What would you do if you have asp.net & console csproj apps along with asp.net 5 apps needing to share a common code library without having to maintain 2 code bases? Would you recommend a build task to compile the common library project and replace the reference DLL in lib before compiling the asp.net 5 project or instead setup a local nuget repo for our shared library since project references are out of the question now for csproj? We're a shared team with all of this code in TFS so whatever I do needs to be replicated easily for everyone else.

like image 621
Sean Merron Avatar asked Sep 30 '15 14:09

Sean Merron


1 Answers

If the shared code doesn't change to often, I would go with a shared nuget repository.
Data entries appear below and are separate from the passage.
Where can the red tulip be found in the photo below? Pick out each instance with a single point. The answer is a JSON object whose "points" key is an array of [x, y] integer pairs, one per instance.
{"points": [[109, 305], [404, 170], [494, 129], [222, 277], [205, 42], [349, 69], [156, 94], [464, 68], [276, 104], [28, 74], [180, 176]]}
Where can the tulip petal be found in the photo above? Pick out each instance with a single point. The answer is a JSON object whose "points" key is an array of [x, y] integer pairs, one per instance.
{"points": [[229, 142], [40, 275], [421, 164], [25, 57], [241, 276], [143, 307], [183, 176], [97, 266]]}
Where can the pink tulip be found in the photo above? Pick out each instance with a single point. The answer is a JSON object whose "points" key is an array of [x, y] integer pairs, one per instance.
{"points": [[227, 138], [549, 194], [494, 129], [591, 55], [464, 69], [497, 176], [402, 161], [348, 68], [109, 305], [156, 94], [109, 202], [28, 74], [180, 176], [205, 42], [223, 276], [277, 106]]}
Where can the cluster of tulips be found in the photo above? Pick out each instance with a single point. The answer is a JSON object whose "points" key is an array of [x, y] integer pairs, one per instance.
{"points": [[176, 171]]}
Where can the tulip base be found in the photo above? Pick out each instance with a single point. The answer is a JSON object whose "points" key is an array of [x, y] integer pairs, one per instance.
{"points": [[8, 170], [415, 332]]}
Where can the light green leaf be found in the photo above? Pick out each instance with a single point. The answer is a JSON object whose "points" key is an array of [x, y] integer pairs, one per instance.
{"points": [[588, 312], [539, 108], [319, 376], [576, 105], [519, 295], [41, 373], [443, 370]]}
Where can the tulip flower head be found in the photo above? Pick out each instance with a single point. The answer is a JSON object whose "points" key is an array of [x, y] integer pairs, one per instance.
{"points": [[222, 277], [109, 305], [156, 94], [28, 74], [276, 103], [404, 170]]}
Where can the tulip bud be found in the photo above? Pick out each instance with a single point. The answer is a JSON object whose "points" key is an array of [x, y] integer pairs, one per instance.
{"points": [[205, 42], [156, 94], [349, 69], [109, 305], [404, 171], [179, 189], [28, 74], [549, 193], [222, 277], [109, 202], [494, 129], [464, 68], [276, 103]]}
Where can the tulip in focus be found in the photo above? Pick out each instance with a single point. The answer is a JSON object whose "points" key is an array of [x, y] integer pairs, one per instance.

This way, you get all the benefits of using nuget packages: versioning, easy restoration, etc. Your solution can have less projects and compile faster. But if the shared code is constantly changed, going through pack-push-restore process could be painfull.

There is one other way - dnu has a handy command named wrap. It wraps your existing .csproj files into project.json files that can be then referenced by aspnet5 projects.

You can do something like this:

  1. Add a global.json file in the some top-level directory that contains your projects. In the projects section, list directories that contain your source-code, for example:

    {
        "projects": [ "src", "test" ],
        "sdk": {
            "version": "1.0.0-rc1-final"
        }
    }
    
  2. In the same directory that contains global.json execute dnu wrap for each existing .csproj project.

    dnu wrap src/my.project/my.project.csproj  
    

    This should create a directory wrap containing project.json files that wrap .csprojs. A sample file looks like this:

    {
        "version": "1.0.0-*",
        "frameworks": {
            "net45": {
                "wrappedProject": "../../src/my.project/my.project.csproj",
                "bin": {
                    "assembly": "../../src/my.project/obj/{configuration}/my.project.dll",
                    "pdb": "../../src/my.project/obj/{configuration}/my.project.pdb"
                }
            }
        }
    }
    

    Note that wrap directory is also added to projects section in global.json.

  3. In your solution, add a new aspnet project and add a reference to the wrapped project. Just add:

    "my.project": ""
    

    to dependencies section. Aspnet should automatically pick up global.json file in root directory, and will look for projects in all directories listed there, including wrap directory.

  4. Now you're good to go - you can use all classes from my.project, step into them while debugging, go to definition, etc. Note that in your solution, you still have the old csproj.

You can find a sample code here: https://github.com/heavymetaldev/aspnet5-wrap.

I suppose this may get a little complicated if you have some custom things in your projects, like conditional compilation, custom includes, etc.